We introduce FreshStack, a holistic framework for automatically building information retrieval (IR) evaluation benchmarks by incorporating challenging questions and answers. FreshStack conducts the following steps: (1) automatic corpus collection from code and technical documentation, (2) nugget generation from community-asked questions and answers, and (3) nugget-level support, retrieving documents using a fusion of retrieval techniques and hybrid architectures. We use FreshStack to build five datasets on fast-growing, recent, and niche topics to ensure the tasks are sufficiently challenging. On FreshStack, existing retrieval models, when applied out-of-the-box, significantly underperform oracle approaches on all five topics, denoting plenty of headroom to improve IR quality. In addition, we identify cases where rerankers do not improve first-stage retrieval accuracy (two out of five topics) and oracle context helps an LLM generator generate a high-quality RAG answer. We hope FreshStack will facilitate future work toward constructing realistic, scalable, and uncontaminated IR and RAG evaluation benchmarks.

Paper Structure

This paper contains 29 sections, 4 equations, 4 figures, 8 tables.

Figures (4)

  • Figure 1: A data instance from LangChain generated with FreshStack. The question and answer pair is sourced from Stack Overflow. The pair is provided to GPT-4o to generate nuggets, highlighting necessary facts in the answer. Next, code snippets and technical documents from multiple GitHub repositories (e.g., Jupyter Notebook) are chunked, processed, and pooled for each question.
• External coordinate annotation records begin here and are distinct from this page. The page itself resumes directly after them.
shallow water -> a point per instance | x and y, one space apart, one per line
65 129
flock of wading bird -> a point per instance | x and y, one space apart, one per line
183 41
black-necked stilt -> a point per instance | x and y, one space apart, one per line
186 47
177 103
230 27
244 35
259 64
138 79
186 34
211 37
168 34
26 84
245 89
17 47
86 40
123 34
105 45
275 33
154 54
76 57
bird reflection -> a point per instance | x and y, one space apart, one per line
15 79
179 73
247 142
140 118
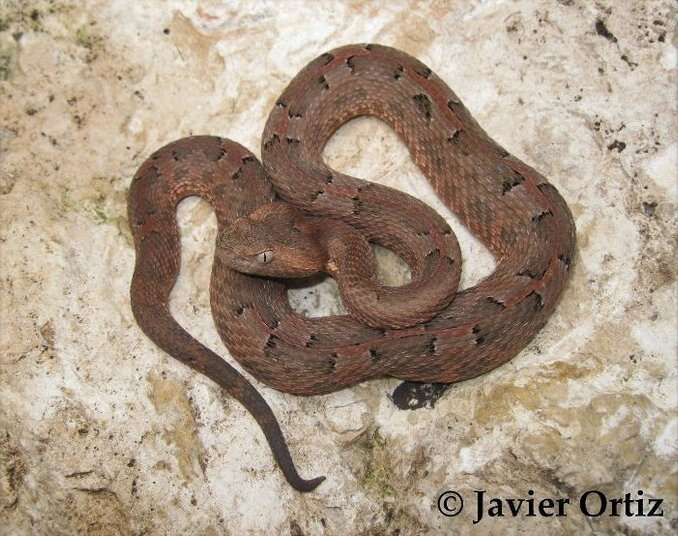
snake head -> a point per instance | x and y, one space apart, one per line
276 240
Finally, each pooled document chunk is judged with GPT-4o for binary relevance (either yes or no) at a nugget-level, i.e., whether the document factually supports the information present in each nugget.
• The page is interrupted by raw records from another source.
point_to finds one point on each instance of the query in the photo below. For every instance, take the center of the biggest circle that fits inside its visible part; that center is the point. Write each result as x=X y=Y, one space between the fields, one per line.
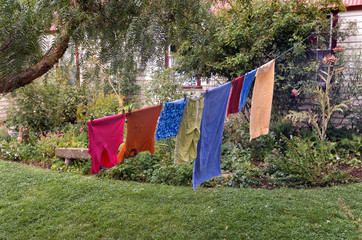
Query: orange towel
x=261 y=102
x=141 y=125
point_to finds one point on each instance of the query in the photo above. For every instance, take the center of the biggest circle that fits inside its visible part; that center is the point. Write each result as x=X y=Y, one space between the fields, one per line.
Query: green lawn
x=44 y=204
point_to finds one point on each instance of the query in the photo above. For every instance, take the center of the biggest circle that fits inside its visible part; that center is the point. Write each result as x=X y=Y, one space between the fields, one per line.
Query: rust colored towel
x=234 y=99
x=261 y=102
x=141 y=125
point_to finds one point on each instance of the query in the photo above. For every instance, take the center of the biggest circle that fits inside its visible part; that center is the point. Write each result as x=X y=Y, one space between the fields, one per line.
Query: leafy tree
x=128 y=33
x=242 y=35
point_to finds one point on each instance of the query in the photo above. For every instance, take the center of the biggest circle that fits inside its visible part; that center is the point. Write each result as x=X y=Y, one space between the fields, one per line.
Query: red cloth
x=141 y=126
x=234 y=99
x=105 y=136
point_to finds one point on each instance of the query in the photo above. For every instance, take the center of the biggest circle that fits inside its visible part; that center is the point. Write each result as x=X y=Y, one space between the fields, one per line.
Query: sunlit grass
x=44 y=204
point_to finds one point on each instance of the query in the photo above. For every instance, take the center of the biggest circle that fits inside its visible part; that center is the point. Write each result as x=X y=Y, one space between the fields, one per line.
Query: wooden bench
x=72 y=153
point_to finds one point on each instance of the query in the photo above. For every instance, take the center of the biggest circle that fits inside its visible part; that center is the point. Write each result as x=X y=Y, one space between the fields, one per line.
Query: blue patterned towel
x=170 y=119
  • Figure 2: The FreshStack framework: (1) Stack Overflow questions and answers are sourced for recent and niche topics. (2) GitHub repository documents are collected and chunked to form the corpus (for each topic). (3) Nuggets or atomic facts within the question and answer are generated with GPT-4o. (4) Ensemble techniques and models retrieve documents, which construct our document judgment pools. (5) GPT-4o evaluates support for every document-nugget pair as a binary judgment.
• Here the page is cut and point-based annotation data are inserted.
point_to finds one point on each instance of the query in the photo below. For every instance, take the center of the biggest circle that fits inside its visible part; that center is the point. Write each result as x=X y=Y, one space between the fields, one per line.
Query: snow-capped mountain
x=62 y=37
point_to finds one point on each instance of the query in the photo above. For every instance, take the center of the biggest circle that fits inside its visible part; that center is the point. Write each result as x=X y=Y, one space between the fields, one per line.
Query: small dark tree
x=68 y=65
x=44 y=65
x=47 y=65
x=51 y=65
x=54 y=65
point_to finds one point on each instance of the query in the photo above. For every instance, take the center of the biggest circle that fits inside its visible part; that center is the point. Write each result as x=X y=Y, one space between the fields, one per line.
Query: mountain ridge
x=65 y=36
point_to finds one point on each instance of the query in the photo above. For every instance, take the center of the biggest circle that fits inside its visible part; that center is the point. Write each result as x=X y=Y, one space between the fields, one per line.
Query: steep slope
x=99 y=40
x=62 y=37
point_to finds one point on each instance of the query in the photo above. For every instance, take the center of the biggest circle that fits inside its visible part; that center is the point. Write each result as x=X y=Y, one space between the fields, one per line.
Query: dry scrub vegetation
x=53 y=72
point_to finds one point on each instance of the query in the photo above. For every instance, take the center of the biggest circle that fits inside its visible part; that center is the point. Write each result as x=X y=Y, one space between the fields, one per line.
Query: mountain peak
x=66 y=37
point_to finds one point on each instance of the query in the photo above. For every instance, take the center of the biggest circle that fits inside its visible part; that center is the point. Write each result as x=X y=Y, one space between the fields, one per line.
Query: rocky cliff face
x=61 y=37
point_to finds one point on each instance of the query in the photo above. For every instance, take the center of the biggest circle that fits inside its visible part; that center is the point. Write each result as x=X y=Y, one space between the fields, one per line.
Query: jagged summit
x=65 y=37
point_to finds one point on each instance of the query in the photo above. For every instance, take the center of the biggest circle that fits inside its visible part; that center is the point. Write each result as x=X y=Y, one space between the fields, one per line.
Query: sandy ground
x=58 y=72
  • Figure 3: Timeline versus frequency of how many FreshStack queries were asked on Stack Overflow in every quarter. All queries included in FreshStack were asked between January 2023 and June 2024, with the highest frequencies observed in 2024, showing the growing importance of all five topics.
  • Figure 4: Token distribution of Stack Overflow questions and answers for all topics in FreshStack. Unlike other benchmarks, FreshStack questions (highlighted in green) are much longer than their answers (highlighted in maroon).